North Country Health System
Joint Notice of Health Information Practices

  • North Country Health System continues to respect the confidentiality of its patients’ medical information.  We believe that patients have the right to have their medical information kept private, and the right to review their medical records and understand how their medical information will be used.
  • We use patient information to provide quality care to our patients; we carefully protect that information.  We balance protecting patient information with ensuring caregivers have the information they need to properly care for patients.
  • The federal rules provide patients with privacy rights and national standards, such as the right to see and copy medical information about them.  Some states already had medical privacy laws on the books; others did not.
  • Hospitals are committed to informing patients of their privacy rights.  Under the new rule, every patient will receive a written explanation of how the hospital uses and discloses their information, such as for treatment and to obtain payment for their care.  For some uses, such as marketing, patients will first be asked for their permission before their information is used.
  • Within the hospital itself, patients will have greater control of their information.  The new rule lets patients choose not to be listed in the hospital’s patient directory. 
  • Hospitals are committed to making the medical privacy rule work for patients and those who care for them.  North Country Health System has provided extensive training and education about the new medical privacy rule to our medical care staff and all of our employees.  We also have provided patient education.  This is just one of the ways our hospital is working to enhance our patients’ experiences and the quality of the care they receive at our facility.

HIPAA Privacy Regulations

This notice describes how medical information about you may be used and disclosed and how you can get access to this information. Please review it carefully.

This notice covers information gathered about you in connection with your medical treatment provided here at North Country Hospital or one of the practice groups that are departments of the Hospital. Physicians who provide care for you may be employed by North Country Hospital or are independent appointees to our medical staff that are granted privileges here. This notice applies to both in and outpatient services.

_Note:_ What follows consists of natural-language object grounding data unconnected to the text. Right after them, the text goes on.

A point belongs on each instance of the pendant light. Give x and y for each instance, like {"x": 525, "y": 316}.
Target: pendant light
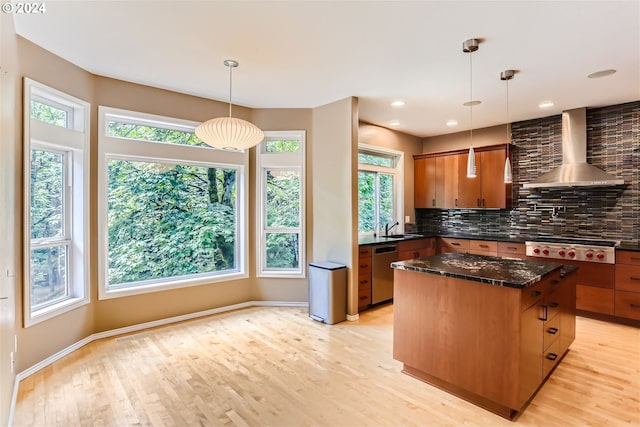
{"x": 469, "y": 46}
{"x": 507, "y": 75}
{"x": 229, "y": 133}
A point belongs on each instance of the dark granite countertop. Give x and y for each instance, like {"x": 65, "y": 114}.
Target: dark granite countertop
{"x": 509, "y": 272}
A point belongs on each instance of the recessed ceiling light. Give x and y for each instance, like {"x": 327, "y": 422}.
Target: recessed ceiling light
{"x": 603, "y": 73}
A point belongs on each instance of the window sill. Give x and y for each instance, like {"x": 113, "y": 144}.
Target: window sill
{"x": 167, "y": 285}
{"x": 54, "y": 310}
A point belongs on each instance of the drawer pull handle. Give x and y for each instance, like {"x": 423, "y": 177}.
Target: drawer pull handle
{"x": 545, "y": 313}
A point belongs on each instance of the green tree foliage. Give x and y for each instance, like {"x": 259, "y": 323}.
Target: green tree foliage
{"x": 283, "y": 211}
{"x": 168, "y": 221}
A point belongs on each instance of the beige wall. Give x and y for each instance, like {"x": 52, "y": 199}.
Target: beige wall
{"x": 334, "y": 199}
{"x": 409, "y": 144}
{"x": 455, "y": 141}
{"x": 9, "y": 198}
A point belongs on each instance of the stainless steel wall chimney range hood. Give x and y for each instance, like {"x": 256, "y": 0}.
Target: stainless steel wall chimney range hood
{"x": 574, "y": 171}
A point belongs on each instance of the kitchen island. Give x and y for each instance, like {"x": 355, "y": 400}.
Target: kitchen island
{"x": 489, "y": 330}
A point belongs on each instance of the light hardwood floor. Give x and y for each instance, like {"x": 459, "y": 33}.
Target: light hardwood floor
{"x": 277, "y": 367}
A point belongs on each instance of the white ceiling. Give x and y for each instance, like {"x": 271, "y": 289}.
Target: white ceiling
{"x": 304, "y": 54}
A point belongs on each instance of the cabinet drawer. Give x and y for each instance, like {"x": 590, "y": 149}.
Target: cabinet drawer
{"x": 448, "y": 244}
{"x": 516, "y": 249}
{"x": 364, "y": 298}
{"x": 627, "y": 278}
{"x": 551, "y": 357}
{"x": 628, "y": 257}
{"x": 364, "y": 282}
{"x": 530, "y": 295}
{"x": 628, "y": 305}
{"x": 483, "y": 246}
{"x": 364, "y": 265}
{"x": 598, "y": 300}
{"x": 364, "y": 251}
{"x": 551, "y": 331}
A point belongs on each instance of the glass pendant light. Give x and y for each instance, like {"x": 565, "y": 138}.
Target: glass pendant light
{"x": 230, "y": 133}
{"x": 469, "y": 46}
{"x": 507, "y": 75}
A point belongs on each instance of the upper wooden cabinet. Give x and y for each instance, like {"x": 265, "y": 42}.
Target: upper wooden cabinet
{"x": 441, "y": 180}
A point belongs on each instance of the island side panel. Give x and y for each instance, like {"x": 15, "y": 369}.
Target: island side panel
{"x": 463, "y": 332}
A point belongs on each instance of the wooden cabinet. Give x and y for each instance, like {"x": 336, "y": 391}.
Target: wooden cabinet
{"x": 627, "y": 285}
{"x": 364, "y": 277}
{"x": 418, "y": 248}
{"x": 436, "y": 182}
{"x": 487, "y": 344}
{"x": 441, "y": 180}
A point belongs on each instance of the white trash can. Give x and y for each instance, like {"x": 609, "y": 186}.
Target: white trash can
{"x": 327, "y": 292}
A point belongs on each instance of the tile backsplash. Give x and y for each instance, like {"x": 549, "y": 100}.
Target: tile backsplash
{"x": 613, "y": 144}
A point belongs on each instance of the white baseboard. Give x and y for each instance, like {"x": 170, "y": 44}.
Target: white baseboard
{"x": 133, "y": 328}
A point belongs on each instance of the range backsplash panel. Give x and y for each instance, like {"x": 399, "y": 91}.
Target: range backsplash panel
{"x": 613, "y": 144}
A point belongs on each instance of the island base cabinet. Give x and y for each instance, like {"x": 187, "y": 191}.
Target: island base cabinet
{"x": 483, "y": 343}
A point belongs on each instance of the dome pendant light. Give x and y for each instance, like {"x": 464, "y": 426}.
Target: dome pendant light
{"x": 507, "y": 75}
{"x": 469, "y": 46}
{"x": 229, "y": 133}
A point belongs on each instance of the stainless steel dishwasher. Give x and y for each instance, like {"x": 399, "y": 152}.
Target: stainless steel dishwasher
{"x": 382, "y": 273}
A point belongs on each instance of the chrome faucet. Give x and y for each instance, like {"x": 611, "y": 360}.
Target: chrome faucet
{"x": 387, "y": 229}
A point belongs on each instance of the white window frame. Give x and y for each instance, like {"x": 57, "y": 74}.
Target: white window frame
{"x": 110, "y": 148}
{"x": 398, "y": 188}
{"x": 288, "y": 161}
{"x": 74, "y": 142}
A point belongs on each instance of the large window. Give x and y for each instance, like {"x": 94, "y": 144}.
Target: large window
{"x": 56, "y": 129}
{"x": 280, "y": 196}
{"x": 172, "y": 209}
{"x": 380, "y": 175}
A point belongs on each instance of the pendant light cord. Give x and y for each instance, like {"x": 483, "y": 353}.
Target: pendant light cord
{"x": 230, "y": 86}
{"x": 471, "y": 98}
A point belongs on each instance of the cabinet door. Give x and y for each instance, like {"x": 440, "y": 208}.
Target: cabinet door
{"x": 469, "y": 189}
{"x": 447, "y": 182}
{"x": 424, "y": 172}
{"x": 493, "y": 193}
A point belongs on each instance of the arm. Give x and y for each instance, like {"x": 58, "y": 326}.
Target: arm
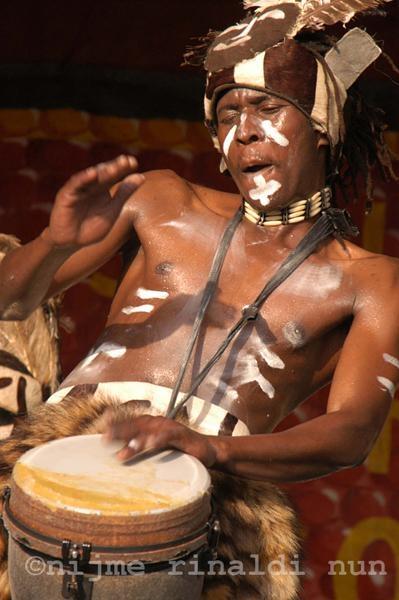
{"x": 87, "y": 226}
{"x": 359, "y": 401}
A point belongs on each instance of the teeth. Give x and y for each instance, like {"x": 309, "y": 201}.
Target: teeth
{"x": 255, "y": 168}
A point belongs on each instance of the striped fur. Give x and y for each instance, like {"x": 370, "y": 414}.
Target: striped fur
{"x": 255, "y": 517}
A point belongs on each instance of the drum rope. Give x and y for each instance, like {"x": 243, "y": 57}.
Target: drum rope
{"x": 332, "y": 221}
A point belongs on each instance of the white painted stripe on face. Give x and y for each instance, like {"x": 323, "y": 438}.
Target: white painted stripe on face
{"x": 272, "y": 14}
{"x": 391, "y": 360}
{"x": 387, "y": 385}
{"x": 251, "y": 70}
{"x": 272, "y": 133}
{"x": 130, "y": 310}
{"x": 145, "y": 294}
{"x": 251, "y": 373}
{"x": 264, "y": 189}
{"x": 228, "y": 141}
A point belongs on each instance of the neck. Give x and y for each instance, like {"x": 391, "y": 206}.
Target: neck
{"x": 296, "y": 212}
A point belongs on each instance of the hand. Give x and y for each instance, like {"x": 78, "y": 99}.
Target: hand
{"x": 84, "y": 210}
{"x": 147, "y": 432}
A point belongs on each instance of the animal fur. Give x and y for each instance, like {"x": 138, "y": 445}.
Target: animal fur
{"x": 255, "y": 517}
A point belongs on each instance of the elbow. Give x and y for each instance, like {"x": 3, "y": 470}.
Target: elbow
{"x": 353, "y": 457}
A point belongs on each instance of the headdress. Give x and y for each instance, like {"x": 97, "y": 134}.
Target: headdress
{"x": 269, "y": 51}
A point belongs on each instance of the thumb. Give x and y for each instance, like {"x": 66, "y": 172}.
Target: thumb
{"x": 127, "y": 187}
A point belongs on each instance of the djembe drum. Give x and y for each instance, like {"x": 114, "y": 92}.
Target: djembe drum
{"x": 82, "y": 525}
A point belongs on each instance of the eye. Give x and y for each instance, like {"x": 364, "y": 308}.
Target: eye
{"x": 270, "y": 108}
{"x": 227, "y": 117}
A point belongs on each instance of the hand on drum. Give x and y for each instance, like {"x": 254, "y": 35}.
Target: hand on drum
{"x": 85, "y": 208}
{"x": 159, "y": 433}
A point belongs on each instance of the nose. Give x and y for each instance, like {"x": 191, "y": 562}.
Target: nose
{"x": 249, "y": 129}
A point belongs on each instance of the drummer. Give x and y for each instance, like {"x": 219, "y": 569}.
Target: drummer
{"x": 333, "y": 320}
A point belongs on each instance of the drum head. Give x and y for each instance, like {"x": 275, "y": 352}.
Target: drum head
{"x": 82, "y": 474}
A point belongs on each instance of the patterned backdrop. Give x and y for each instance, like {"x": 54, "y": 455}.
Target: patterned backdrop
{"x": 349, "y": 516}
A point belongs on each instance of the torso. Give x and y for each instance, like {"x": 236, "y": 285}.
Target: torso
{"x": 277, "y": 361}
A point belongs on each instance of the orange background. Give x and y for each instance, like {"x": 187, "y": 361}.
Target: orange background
{"x": 353, "y": 515}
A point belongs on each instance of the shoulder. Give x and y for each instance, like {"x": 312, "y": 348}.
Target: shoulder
{"x": 376, "y": 281}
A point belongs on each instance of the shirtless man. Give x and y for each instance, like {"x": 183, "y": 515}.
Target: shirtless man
{"x": 333, "y": 320}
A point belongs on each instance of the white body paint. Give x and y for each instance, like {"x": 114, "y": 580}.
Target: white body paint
{"x": 144, "y": 294}
{"x": 252, "y": 373}
{"x": 311, "y": 280}
{"x": 264, "y": 189}
{"x": 271, "y": 359}
{"x": 145, "y": 308}
{"x": 387, "y": 385}
{"x": 273, "y": 134}
{"x": 228, "y": 140}
{"x": 391, "y": 360}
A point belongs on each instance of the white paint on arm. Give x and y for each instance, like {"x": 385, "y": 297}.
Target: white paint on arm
{"x": 228, "y": 141}
{"x": 273, "y": 134}
{"x": 264, "y": 189}
{"x": 145, "y": 294}
{"x": 391, "y": 360}
{"x": 249, "y": 372}
{"x": 387, "y": 386}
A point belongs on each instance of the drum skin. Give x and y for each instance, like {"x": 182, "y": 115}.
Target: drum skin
{"x": 161, "y": 585}
{"x": 129, "y": 538}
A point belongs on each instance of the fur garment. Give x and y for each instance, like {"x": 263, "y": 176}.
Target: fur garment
{"x": 255, "y": 517}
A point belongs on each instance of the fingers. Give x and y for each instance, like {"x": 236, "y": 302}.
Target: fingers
{"x": 128, "y": 186}
{"x": 103, "y": 175}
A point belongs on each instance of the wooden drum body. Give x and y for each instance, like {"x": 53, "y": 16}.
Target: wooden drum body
{"x": 84, "y": 526}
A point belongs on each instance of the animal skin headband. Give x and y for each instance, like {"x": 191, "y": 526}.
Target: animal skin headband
{"x": 261, "y": 53}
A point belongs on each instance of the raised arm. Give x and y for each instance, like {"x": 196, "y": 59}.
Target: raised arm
{"x": 87, "y": 226}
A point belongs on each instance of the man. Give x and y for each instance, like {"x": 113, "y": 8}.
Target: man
{"x": 333, "y": 319}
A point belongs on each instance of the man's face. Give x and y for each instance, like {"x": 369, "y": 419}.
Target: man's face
{"x": 270, "y": 148}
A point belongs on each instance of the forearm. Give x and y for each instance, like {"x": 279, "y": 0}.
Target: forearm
{"x": 26, "y": 274}
{"x": 312, "y": 449}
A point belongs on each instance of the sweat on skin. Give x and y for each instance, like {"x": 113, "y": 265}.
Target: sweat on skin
{"x": 264, "y": 188}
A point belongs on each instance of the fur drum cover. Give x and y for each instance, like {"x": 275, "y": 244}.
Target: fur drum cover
{"x": 255, "y": 517}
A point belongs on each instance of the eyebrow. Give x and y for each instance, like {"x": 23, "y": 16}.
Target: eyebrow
{"x": 254, "y": 101}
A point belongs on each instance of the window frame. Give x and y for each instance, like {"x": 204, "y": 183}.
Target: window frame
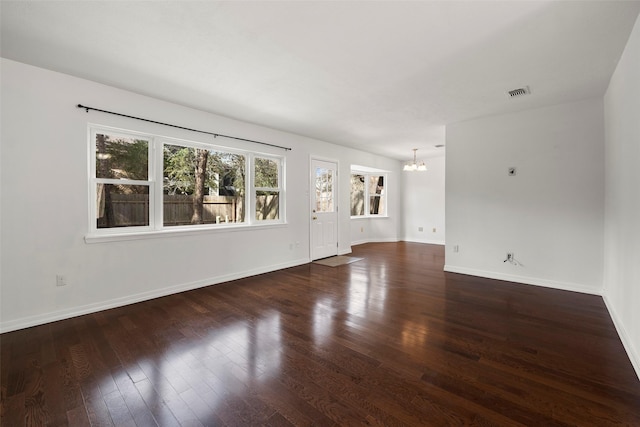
{"x": 279, "y": 160}
{"x": 94, "y": 181}
{"x": 155, "y": 182}
{"x": 367, "y": 195}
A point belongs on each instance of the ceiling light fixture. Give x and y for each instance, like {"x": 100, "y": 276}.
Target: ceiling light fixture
{"x": 415, "y": 165}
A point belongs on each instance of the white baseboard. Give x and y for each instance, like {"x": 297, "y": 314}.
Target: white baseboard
{"x": 632, "y": 352}
{"x": 566, "y": 286}
{"x": 384, "y": 240}
{"x": 427, "y": 241}
{"x": 53, "y": 316}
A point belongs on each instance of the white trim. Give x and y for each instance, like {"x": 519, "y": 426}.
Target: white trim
{"x": 376, "y": 240}
{"x": 427, "y": 241}
{"x": 178, "y": 231}
{"x": 53, "y": 316}
{"x": 566, "y": 286}
{"x": 632, "y": 352}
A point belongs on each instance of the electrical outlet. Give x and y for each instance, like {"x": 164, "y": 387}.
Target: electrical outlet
{"x": 60, "y": 280}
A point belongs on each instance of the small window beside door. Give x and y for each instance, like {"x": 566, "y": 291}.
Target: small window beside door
{"x": 368, "y": 194}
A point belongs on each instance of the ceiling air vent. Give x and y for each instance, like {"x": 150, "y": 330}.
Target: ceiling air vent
{"x": 519, "y": 92}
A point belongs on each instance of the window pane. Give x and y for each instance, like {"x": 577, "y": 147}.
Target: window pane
{"x": 357, "y": 195}
{"x": 266, "y": 173}
{"x": 122, "y": 205}
{"x": 121, "y": 158}
{"x": 376, "y": 191}
{"x": 267, "y": 205}
{"x": 202, "y": 186}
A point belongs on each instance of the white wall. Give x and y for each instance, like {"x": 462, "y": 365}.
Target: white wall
{"x": 550, "y": 214}
{"x": 622, "y": 202}
{"x": 423, "y": 203}
{"x": 45, "y": 200}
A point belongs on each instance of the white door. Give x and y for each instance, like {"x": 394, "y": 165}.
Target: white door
{"x": 324, "y": 213}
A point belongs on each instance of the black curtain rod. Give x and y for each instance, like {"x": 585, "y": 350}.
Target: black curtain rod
{"x": 181, "y": 127}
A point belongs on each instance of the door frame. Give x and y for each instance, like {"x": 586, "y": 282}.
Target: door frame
{"x": 312, "y": 177}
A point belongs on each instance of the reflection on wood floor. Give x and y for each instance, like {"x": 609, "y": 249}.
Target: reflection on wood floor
{"x": 389, "y": 340}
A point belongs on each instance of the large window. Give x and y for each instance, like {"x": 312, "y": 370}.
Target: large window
{"x": 149, "y": 183}
{"x": 368, "y": 194}
{"x": 268, "y": 187}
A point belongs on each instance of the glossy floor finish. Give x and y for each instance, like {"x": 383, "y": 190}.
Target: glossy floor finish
{"x": 388, "y": 340}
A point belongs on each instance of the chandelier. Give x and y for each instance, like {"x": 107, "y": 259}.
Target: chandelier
{"x": 415, "y": 165}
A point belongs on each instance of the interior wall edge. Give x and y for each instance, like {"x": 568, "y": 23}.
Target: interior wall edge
{"x": 632, "y": 352}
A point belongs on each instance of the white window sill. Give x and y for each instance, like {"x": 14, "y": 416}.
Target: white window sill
{"x": 370, "y": 217}
{"x": 174, "y": 232}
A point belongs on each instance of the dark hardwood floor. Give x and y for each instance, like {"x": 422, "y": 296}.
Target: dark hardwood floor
{"x": 388, "y": 340}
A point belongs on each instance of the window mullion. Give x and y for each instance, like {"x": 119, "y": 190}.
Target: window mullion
{"x": 157, "y": 176}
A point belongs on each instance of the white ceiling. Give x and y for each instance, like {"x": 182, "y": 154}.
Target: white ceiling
{"x": 382, "y": 76}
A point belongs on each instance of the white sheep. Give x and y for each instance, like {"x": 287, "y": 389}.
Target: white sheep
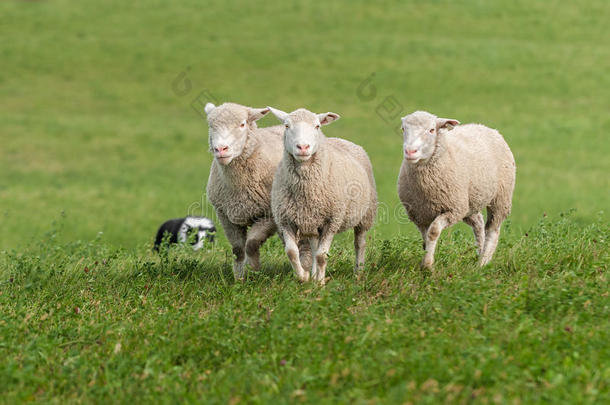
{"x": 451, "y": 173}
{"x": 323, "y": 186}
{"x": 239, "y": 186}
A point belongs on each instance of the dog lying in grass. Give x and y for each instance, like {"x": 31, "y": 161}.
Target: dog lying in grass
{"x": 193, "y": 230}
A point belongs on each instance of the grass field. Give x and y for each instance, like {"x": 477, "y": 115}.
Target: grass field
{"x": 101, "y": 142}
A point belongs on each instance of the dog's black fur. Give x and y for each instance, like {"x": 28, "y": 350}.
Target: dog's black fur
{"x": 181, "y": 229}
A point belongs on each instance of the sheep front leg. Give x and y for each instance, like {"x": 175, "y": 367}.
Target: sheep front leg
{"x": 237, "y": 238}
{"x": 359, "y": 247}
{"x": 477, "y": 223}
{"x": 313, "y": 245}
{"x": 432, "y": 234}
{"x": 320, "y": 256}
{"x": 258, "y": 234}
{"x": 292, "y": 251}
{"x": 492, "y": 233}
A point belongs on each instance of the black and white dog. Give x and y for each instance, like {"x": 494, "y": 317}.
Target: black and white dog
{"x": 181, "y": 229}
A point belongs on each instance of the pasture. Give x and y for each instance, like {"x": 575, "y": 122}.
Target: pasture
{"x": 103, "y": 138}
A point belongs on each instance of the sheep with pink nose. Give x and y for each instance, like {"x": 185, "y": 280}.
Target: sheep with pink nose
{"x": 322, "y": 186}
{"x": 450, "y": 173}
{"x": 239, "y": 186}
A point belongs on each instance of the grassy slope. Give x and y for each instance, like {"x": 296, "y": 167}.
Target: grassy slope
{"x": 84, "y": 322}
{"x": 91, "y": 127}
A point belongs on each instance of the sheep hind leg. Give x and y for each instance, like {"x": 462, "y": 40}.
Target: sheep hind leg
{"x": 492, "y": 234}
{"x": 313, "y": 244}
{"x": 477, "y": 223}
{"x": 237, "y": 237}
{"x": 292, "y": 251}
{"x": 320, "y": 256}
{"x": 257, "y": 235}
{"x": 359, "y": 248}
{"x": 305, "y": 254}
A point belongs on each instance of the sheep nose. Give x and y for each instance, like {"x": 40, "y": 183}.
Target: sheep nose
{"x": 221, "y": 149}
{"x": 302, "y": 148}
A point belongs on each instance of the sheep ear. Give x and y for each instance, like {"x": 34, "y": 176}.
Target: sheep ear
{"x": 327, "y": 118}
{"x": 446, "y": 123}
{"x": 209, "y": 107}
{"x": 255, "y": 114}
{"x": 281, "y": 115}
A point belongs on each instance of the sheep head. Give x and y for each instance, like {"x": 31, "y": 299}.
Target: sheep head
{"x": 420, "y": 135}
{"x": 303, "y": 135}
{"x": 229, "y": 127}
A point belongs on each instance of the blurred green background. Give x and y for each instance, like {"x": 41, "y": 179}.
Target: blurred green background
{"x": 99, "y": 134}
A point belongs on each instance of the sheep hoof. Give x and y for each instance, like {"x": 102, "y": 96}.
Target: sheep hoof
{"x": 427, "y": 263}
{"x": 303, "y": 278}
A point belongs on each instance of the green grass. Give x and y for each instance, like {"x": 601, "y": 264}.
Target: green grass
{"x": 98, "y": 148}
{"x": 85, "y": 322}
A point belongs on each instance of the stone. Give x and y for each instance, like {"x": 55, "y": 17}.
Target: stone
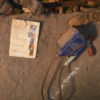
{"x": 85, "y": 18}
{"x": 33, "y": 5}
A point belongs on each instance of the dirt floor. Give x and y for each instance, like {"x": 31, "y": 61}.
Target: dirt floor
{"x": 21, "y": 78}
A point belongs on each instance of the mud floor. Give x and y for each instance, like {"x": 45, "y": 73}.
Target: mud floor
{"x": 21, "y": 78}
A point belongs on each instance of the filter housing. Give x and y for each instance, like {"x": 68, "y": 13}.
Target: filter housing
{"x": 71, "y": 43}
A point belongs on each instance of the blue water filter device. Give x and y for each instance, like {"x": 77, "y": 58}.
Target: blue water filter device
{"x": 71, "y": 43}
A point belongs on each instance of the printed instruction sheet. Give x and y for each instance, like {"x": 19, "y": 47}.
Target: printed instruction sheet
{"x": 24, "y": 38}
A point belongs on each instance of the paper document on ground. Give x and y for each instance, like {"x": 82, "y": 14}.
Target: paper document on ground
{"x": 24, "y": 38}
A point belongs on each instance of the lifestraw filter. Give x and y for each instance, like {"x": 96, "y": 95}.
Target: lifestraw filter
{"x": 71, "y": 43}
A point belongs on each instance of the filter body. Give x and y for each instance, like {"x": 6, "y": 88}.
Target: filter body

Understanding Your Health Record/Information
Each time you visit a hospital, physician, or other healthcare provider, a record of your visit is made. Typically, this record contains your symptoms, examination and test results, diagnoses, treatment, and a plan for future care or treatment. This information, which we refer to as your health or medical record, is an essential part of the health care we provide for you. It serves as a:

  • History and foundation for planning care and treatment.
  • Way to communicate between the various health professionals who contribute to your care.
  • Legal document describing the care you received, and a way for the payer for services can verify charges.
  • Source of information for officials charged with improving public health.
  • Tool with which we can assess and continually work to improve the care we provide.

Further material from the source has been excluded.